Though it earned a rating of healthy for both infant survival and nursing-home capacity, its overall ranking was pulled down by critical ratings in the categories of insurance coverage, hospital capacity, and patient-care doctors per capita.

Tips on how to pay for healthcare

Wherever you live, chances are you're going to see healthcare expenses continue to rise in 2019. Here are some tips for paying for healthcare costs as they continue to get more expensive.

  • Consider your health and habits when choosing a health insurance plan

    The fundamental trade-off in how health insurance plans are structured is that plans with lower premiums are likely to require you to pay more expenses out of pocket, and vice versa. So, the choice you make should be informed by how many out-of-pocket expenses you are likely to incur over the course of the year.

    The key figure is the plan's deductible, which is the amount of money you have to pay for healthcare expenses before the insurance kicks in. If you see doctors regularly, and/or if you have multiple, high-cost prescriptions, your out-of-pocket costs might be enough to justify paying higher premiums in return for a lower deductible. If you are healthy and rarely incur medical expenses, you might be better off with lower premiums and a higher deductible.

  • Check the coverage of any healthcare plan you consider

    Some of the consumer protections that were part of the Affordable Care Act have been rolled back, so make sure you check on what a plan actually covers before you sign up for it. In particular, be wary of short-term healthcare plans which look attractive because of low premiums but may not cover preexisting conditions or may have caps on total coverage.

  • Know your deductible when making healthcare decisions

    Whatever kind of deductible your plan has, make sure you are aware of it when making healthcare decisions. Knowing whether the insurance company will pick up the cost or you'll have to cover it yourself may affect your choices of how and when you seek healthcare.

  • Have money set aside for out-of-pocket expenses

    Whether you have a low or a high deductible, chances are you're going to encounter some out-of-pocket expenses. Having a little money set aside to cover these expenses could save you from having to put them on your credit card and incurring interest charges.

    If you participate in a high-deductible health plan, you should be eligible to also participate in a health savings account (HSA). An HSA allows you to save tax-free for healthcare expenses, and the money can be used any time you encounter a qualified medical expense.

    If you don't participate in a high-deductible health plan, you can't have an HSA - but you can still set aside money for medical expenses in an emergency fund. This won't have the tax advantages of an HSA, but it could still save you money by helping you avoid using debt to pay for healthcare.

  • Use your HSA to augment retirement savings

    If you are able to start an HSA, be aware that these can be used for long-term savings as well as for immediate expenses. By saving long term in an HSA, you can prepare for medical expenses in retirement -- and you never have to pay taxes on HSA money when you withdraw it as long as you use it for qualified healthcare expenses.
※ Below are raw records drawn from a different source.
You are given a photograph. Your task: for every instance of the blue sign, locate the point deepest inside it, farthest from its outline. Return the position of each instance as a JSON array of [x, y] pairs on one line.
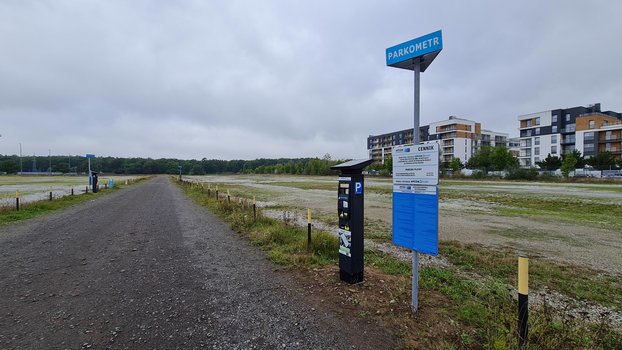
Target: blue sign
[[426, 44], [415, 221], [358, 188]]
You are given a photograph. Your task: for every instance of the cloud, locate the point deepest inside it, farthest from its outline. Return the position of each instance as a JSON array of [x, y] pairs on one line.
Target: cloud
[[241, 79]]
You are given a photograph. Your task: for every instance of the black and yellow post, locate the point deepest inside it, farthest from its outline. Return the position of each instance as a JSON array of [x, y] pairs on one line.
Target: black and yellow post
[[254, 209], [308, 227], [523, 300]]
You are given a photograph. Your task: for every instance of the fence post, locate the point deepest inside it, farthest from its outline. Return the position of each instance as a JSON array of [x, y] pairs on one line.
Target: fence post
[[254, 209], [523, 300], [309, 227]]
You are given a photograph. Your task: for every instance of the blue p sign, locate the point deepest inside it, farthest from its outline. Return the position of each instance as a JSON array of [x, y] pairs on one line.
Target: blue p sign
[[358, 188]]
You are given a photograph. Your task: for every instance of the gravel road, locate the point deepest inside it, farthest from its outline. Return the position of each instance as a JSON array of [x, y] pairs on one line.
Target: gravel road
[[145, 268]]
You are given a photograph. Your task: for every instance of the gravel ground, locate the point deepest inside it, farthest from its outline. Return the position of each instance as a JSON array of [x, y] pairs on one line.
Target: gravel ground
[[145, 268], [472, 222]]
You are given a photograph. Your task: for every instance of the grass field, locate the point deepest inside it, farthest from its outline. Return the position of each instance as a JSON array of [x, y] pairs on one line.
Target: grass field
[[571, 232]]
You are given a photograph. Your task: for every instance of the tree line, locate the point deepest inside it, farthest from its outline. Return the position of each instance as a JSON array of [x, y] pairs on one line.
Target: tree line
[[138, 166]]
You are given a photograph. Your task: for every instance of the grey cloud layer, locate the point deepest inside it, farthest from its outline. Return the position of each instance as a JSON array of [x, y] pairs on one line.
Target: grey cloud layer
[[245, 79]]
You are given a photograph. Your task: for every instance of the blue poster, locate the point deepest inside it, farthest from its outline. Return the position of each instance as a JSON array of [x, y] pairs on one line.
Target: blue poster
[[415, 221]]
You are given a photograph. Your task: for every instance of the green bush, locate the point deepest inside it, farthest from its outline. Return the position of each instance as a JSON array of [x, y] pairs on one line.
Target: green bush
[[522, 174]]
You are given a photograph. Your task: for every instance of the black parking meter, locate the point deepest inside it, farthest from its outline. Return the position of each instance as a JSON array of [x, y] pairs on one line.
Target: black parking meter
[[94, 182], [351, 219]]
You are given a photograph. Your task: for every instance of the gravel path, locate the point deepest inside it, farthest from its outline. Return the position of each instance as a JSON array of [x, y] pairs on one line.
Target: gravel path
[[145, 268]]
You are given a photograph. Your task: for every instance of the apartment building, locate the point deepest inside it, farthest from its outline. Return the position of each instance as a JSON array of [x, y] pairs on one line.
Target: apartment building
[[514, 146], [555, 131], [457, 137], [597, 133]]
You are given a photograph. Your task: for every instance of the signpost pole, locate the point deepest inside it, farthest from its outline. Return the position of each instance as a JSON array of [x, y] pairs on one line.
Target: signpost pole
[[415, 268]]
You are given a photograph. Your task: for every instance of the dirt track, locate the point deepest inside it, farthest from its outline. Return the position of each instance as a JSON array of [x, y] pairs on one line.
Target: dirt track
[[145, 268]]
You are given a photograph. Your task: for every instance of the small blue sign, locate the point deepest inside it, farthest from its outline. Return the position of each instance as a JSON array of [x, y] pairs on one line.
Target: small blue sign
[[415, 221], [414, 48], [358, 188]]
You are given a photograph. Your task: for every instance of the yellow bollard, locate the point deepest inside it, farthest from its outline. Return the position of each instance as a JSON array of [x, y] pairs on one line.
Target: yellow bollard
[[523, 299], [254, 209], [308, 227]]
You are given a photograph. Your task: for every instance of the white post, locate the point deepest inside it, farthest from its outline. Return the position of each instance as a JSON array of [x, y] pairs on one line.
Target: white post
[[415, 268]]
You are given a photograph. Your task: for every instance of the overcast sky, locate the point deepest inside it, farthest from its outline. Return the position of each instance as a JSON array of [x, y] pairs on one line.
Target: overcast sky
[[252, 79]]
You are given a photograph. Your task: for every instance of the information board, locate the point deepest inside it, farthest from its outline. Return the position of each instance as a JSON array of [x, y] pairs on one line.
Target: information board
[[415, 197], [415, 165]]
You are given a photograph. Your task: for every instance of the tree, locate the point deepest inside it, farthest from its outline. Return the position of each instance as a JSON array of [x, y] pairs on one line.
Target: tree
[[502, 159], [455, 164], [492, 159], [550, 163], [603, 161], [568, 164], [9, 166]]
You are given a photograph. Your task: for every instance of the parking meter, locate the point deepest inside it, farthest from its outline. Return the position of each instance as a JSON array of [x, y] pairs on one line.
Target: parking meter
[[94, 181], [351, 219]]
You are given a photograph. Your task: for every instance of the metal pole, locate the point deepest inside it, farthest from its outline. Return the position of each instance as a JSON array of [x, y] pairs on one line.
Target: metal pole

    If you take this approach, be sure to allocate some of your HSA savings to long-term investments to grow for the future, while leaving a reserve in more liquid assets to meet near-term expenses.

Paying for healthcare is a challenge no matter where you live. Whether you live in one of the best or one of the worst states for healthcare, these tips can help you meet those challenges in 2019. Your physical and your financial health should be better off for it.